Seahorse Lino cuts

Yesterday I spent the afternoon doing some lino prints. The prints are available from here for £2.80 each. They’re A5 sized and printed on thick 300gsm Canson watercolour paper.

Here’s a brief tutorial on the basics of lino printing:

Here’s the equipment you need. I have listed the usual prices per item at time of writing, but you can also get a beginner’s kit with them in for about £25-30 from a couple of different brands:

  • The lino plate itself- These grey ones are very cheap and not that great. You can get thicker ones, ones made of softer rubber, or glued onto a wooden backing for a little more money. If you use the cheap ones, it’s a good idea to rest them on a radiator for a while (or even sit on them) to soften them up.
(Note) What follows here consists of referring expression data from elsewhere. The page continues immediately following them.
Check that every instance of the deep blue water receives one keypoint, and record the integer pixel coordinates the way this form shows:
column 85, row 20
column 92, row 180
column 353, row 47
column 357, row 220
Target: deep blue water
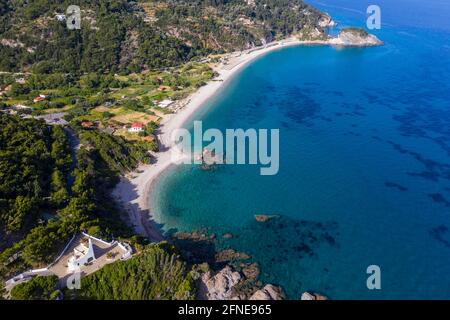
column 364, row 161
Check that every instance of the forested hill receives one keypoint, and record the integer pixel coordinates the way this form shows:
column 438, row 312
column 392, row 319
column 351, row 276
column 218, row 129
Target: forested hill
column 121, row 35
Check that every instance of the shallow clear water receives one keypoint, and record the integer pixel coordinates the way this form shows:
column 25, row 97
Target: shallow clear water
column 364, row 161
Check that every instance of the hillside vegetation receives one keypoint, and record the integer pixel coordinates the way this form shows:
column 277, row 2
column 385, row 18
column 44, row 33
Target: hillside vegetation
column 126, row 35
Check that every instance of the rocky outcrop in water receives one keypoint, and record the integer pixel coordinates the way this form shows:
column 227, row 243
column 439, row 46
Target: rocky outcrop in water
column 269, row 292
column 355, row 37
column 264, row 217
column 326, row 21
column 218, row 286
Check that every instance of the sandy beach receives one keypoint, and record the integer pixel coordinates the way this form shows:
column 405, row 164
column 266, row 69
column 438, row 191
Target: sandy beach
column 133, row 190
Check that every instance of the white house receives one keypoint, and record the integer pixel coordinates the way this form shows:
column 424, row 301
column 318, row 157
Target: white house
column 82, row 255
column 136, row 127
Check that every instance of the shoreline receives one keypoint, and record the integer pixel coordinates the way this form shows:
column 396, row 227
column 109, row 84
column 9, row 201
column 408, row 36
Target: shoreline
column 134, row 189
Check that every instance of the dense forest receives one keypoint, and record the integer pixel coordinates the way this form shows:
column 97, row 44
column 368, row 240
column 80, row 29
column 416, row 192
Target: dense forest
column 155, row 274
column 39, row 209
column 120, row 35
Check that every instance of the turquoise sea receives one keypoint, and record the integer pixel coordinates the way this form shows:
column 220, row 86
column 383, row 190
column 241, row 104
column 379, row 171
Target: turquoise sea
column 364, row 161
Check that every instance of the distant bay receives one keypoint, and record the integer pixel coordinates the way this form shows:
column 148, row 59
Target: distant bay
column 365, row 162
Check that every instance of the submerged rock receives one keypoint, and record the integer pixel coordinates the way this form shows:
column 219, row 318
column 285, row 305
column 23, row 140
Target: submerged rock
column 220, row 285
column 269, row 292
column 265, row 218
column 230, row 255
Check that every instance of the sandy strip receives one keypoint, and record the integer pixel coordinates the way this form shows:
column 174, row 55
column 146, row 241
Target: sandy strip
column 133, row 191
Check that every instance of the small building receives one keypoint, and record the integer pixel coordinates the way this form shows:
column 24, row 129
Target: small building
column 87, row 124
column 136, row 127
column 82, row 256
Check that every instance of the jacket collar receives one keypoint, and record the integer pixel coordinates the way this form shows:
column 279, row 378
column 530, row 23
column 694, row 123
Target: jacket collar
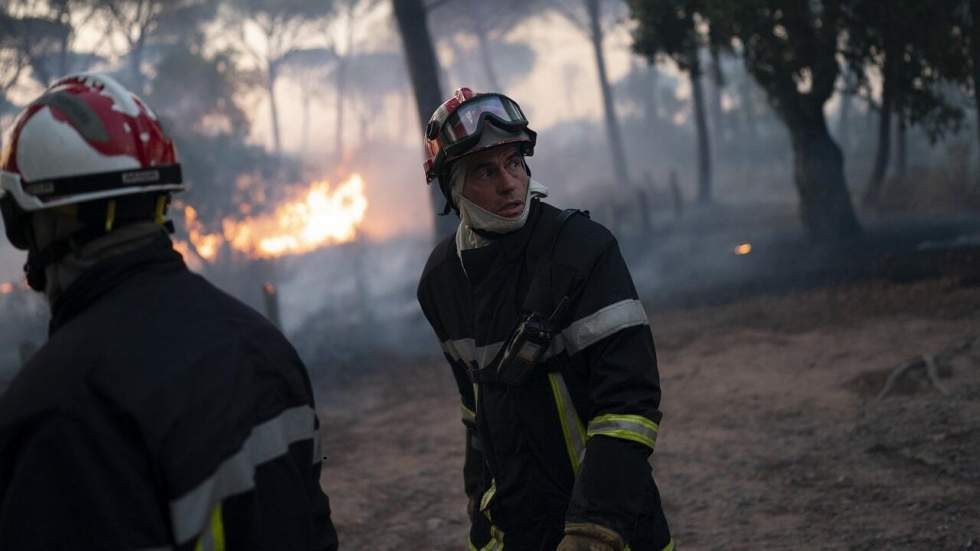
column 110, row 274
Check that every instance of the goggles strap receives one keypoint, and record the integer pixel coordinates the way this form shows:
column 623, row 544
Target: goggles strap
column 89, row 183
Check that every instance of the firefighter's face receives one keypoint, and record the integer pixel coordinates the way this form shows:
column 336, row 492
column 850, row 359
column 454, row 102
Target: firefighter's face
column 496, row 180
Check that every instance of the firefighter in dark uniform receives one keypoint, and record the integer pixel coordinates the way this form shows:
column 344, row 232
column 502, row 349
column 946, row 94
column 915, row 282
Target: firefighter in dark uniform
column 549, row 345
column 161, row 413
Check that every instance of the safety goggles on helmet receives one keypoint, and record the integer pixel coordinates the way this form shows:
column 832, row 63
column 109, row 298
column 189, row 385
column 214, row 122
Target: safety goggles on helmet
column 460, row 131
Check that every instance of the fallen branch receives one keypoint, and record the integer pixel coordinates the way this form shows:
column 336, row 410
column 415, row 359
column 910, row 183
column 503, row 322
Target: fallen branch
column 930, row 363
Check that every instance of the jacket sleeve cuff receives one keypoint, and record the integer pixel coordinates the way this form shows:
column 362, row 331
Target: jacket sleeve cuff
column 611, row 486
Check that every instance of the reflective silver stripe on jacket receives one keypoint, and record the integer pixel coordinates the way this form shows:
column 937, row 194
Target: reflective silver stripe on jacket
column 191, row 512
column 571, row 426
column 606, row 321
column 579, row 335
column 627, row 427
column 469, row 416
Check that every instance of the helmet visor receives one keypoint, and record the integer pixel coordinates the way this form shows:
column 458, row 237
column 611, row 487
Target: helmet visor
column 467, row 121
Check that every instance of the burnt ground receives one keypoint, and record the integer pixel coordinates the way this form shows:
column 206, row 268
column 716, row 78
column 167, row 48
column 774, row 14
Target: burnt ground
column 772, row 436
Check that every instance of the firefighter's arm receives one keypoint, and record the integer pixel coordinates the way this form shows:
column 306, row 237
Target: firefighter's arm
column 79, row 483
column 610, row 330
column 473, row 459
column 242, row 466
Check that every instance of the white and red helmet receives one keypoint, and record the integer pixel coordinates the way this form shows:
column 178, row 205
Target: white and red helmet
column 87, row 138
column 455, row 128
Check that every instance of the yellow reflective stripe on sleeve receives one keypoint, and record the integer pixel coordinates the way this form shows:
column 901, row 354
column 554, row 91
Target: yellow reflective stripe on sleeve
column 469, row 416
column 487, row 498
column 627, row 427
column 213, row 538
column 571, row 426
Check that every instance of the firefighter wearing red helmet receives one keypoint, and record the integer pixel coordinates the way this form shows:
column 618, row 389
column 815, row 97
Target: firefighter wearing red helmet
column 549, row 344
column 161, row 413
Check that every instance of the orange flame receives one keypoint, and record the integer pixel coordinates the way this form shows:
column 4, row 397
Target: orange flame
column 315, row 218
column 9, row 287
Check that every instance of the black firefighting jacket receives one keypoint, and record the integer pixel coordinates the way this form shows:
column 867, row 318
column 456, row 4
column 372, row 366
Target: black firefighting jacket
column 161, row 414
column 572, row 442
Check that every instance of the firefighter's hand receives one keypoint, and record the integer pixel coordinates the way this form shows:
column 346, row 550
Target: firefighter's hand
column 585, row 536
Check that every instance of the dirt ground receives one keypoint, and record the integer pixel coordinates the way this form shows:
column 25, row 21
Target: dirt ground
column 771, row 439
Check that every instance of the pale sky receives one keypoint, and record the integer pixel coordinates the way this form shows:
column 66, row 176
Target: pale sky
column 562, row 85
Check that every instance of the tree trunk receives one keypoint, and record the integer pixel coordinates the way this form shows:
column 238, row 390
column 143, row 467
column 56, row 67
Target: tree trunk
column 747, row 107
column 342, row 78
column 704, row 146
column 901, row 145
column 873, row 189
column 975, row 8
column 305, row 147
column 423, row 70
column 339, row 108
column 136, row 61
column 650, row 97
column 483, row 44
column 843, row 119
column 270, row 85
column 620, row 170
column 717, row 114
column 818, row 166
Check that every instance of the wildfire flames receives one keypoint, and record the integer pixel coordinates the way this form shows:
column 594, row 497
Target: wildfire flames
column 8, row 287
column 317, row 217
column 743, row 249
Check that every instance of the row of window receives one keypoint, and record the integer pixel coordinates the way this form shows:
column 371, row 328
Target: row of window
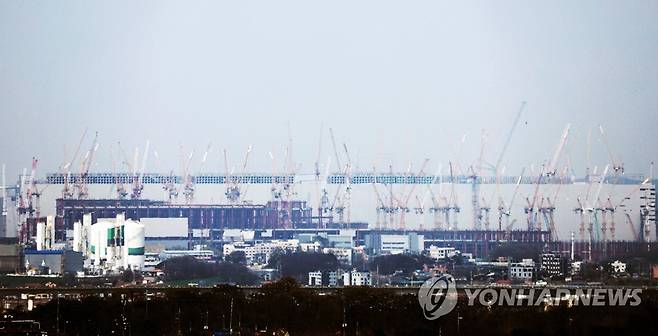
column 108, row 178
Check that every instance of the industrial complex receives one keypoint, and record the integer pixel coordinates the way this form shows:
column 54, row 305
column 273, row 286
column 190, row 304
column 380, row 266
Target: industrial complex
column 114, row 219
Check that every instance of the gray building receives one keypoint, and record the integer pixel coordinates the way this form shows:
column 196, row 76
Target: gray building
column 10, row 255
column 53, row 261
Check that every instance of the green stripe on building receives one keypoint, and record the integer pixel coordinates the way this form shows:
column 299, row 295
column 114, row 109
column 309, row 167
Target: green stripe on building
column 135, row 251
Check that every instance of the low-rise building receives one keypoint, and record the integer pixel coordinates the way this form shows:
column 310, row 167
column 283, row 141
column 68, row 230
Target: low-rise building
column 576, row 267
column 618, row 267
column 523, row 270
column 439, row 253
column 357, row 278
column 551, row 264
column 343, row 255
column 53, row 261
column 323, row 278
column 11, row 255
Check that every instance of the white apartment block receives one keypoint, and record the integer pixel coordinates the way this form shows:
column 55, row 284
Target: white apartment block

Anywhere from £1-5 depending on size and quality.
  • Lino cutting tool and selection of blades- It’s a little handle with different sized blades that slot in. Around £5
  • Block printing ink- A water-based paint designed specially for printmaking About £4 per colour
  • Clean roller and ink roller (aka brayers)- These are both simple rubber rollers. It’s important to keep these separate. One is used for inking up the lino plate, and the other for rolling over the paper or plate to make the print. About £6-7 each.
  • Inking surface- I have a piece of perspex for this. The white tray in the photo is also sold for this purpose. A smooth plastic or glass surface to roll out a thin layer of ink on.
  • Plastic paint tray- Art shops sell these for rolling out and mixing paints and printing inks, but I find it very useful for cutting the plate in. If you position the lino plate in the corner, the raised edges protect your hands, and the smooth base of the tray makes it easy to spin the plate around as you cut. Around £2.
  • Paper- normal printer paper for test prints, and nicer paper for the real prints. I used Canson 300gsm watercolour paper- using the smooth side rather than the textured one.
  • A flat cleanable surface like a kitchen counter to work from.
  • Enough flat space to leave your prints to dry.
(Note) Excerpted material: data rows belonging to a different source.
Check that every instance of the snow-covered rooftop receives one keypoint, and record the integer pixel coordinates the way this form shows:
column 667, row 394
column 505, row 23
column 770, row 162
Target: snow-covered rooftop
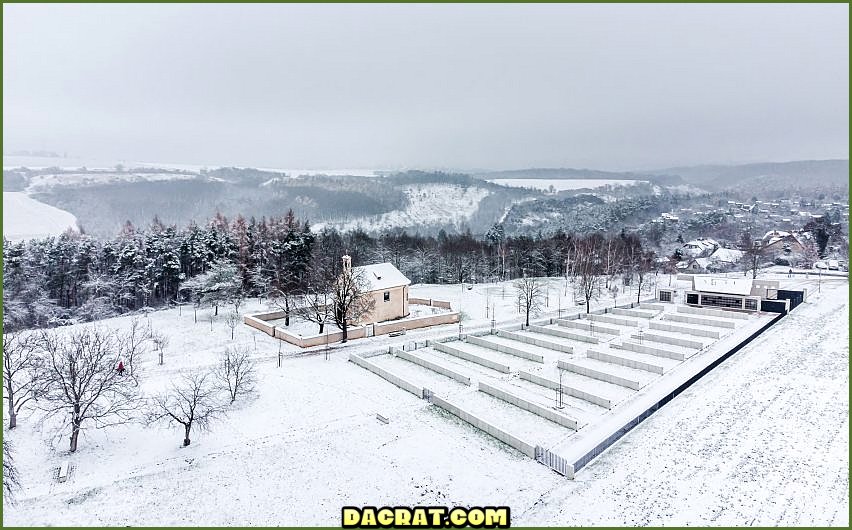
column 711, row 284
column 382, row 276
column 727, row 255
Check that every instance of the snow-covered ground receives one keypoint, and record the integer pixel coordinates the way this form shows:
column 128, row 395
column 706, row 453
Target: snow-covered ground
column 429, row 204
column 563, row 184
column 27, row 218
column 763, row 439
column 44, row 182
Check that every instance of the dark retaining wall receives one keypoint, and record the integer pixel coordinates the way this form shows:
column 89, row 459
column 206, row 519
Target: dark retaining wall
column 585, row 459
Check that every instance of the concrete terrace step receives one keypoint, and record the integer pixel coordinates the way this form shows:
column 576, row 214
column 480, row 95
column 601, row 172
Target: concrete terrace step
column 625, row 360
column 663, row 337
column 524, row 403
column 523, row 423
column 586, row 325
column 567, row 388
column 458, row 364
column 720, row 313
column 542, row 340
column 441, row 369
column 611, row 391
column 583, row 411
column 457, row 350
column 650, row 349
column 612, row 320
column 698, row 331
column 420, row 375
column 562, row 333
column 532, row 349
column 632, row 313
column 700, row 320
column 511, row 349
column 665, row 362
column 606, row 372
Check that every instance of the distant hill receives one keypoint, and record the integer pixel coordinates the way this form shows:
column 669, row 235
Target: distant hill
column 798, row 174
column 576, row 174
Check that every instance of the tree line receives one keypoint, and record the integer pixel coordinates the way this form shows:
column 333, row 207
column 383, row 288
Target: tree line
column 73, row 277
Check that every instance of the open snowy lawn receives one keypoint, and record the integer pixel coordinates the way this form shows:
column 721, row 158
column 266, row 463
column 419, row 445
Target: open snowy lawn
column 562, row 184
column 27, row 218
column 429, row 204
column 762, row 439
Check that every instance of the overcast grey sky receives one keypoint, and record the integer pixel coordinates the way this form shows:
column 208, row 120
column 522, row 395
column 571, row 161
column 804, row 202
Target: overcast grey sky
column 455, row 86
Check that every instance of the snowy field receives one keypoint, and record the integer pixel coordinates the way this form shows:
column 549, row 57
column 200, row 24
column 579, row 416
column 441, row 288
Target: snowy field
column 563, row 184
column 763, row 439
column 429, row 204
column 27, row 218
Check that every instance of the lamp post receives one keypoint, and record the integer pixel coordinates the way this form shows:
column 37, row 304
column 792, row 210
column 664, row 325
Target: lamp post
column 325, row 326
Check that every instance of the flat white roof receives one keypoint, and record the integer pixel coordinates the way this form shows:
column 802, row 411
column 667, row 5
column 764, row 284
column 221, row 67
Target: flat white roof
column 382, row 276
column 712, row 284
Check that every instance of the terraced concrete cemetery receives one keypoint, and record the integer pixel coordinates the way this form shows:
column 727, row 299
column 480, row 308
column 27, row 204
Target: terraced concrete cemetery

Draw your image onto the plate, and then leave it on a radiator to soften up. Then very carefully use the lino tool to carve out the lines. Be very careful with the blade and cut slowly and away from your body/hands to avoid injury.

As I already said, I find cutting inside the paint tray very helpful to avoid cutting myself. It also keeps the offcuts of lino contained for easier disposal.

As my seahorse image doesn’t have a background, I trimmed the edges of the plate with scissors, and used the largest blade size to carve off any excess.

Put a dab of ink from the tube onto the inking surface. Using the ink roller, roll out a thin consistent layer of ink onto your inking surface. This creates a fine, thin layer of ink on the roller. Once the roller is coated, roll the ink onto the lino. I have used tinfoil underneath here to protect my kitchen. I find it slides about less than plastic, but is still easy to wipe excess ink from.

Then it’s time to make a test print using cheap paper. You can either lay the paper on top of the lino, or put the lino face down onto the paper, whichever works better.  For this image I found it worked better to have the paper underneath. Then use either your clean roller or the back of a spoon to put pressure evenly over the plate, and carefully remove the paper. It will probably take a little experimentation to find an amount of ink and a pressing technique you are happy with. The cheap lino I used here had a tendency to curl when inked, so I found the roller worked better for me this time. Of course the ideal is to have access to a printing press, which keeps everything flat and gives an even amount of pressure.

Once you are happy with your prints, you can then start using your fancy paper. Leave the prints flat and separate to dry for at least an hour.

Once they are dry, you can sign and number them.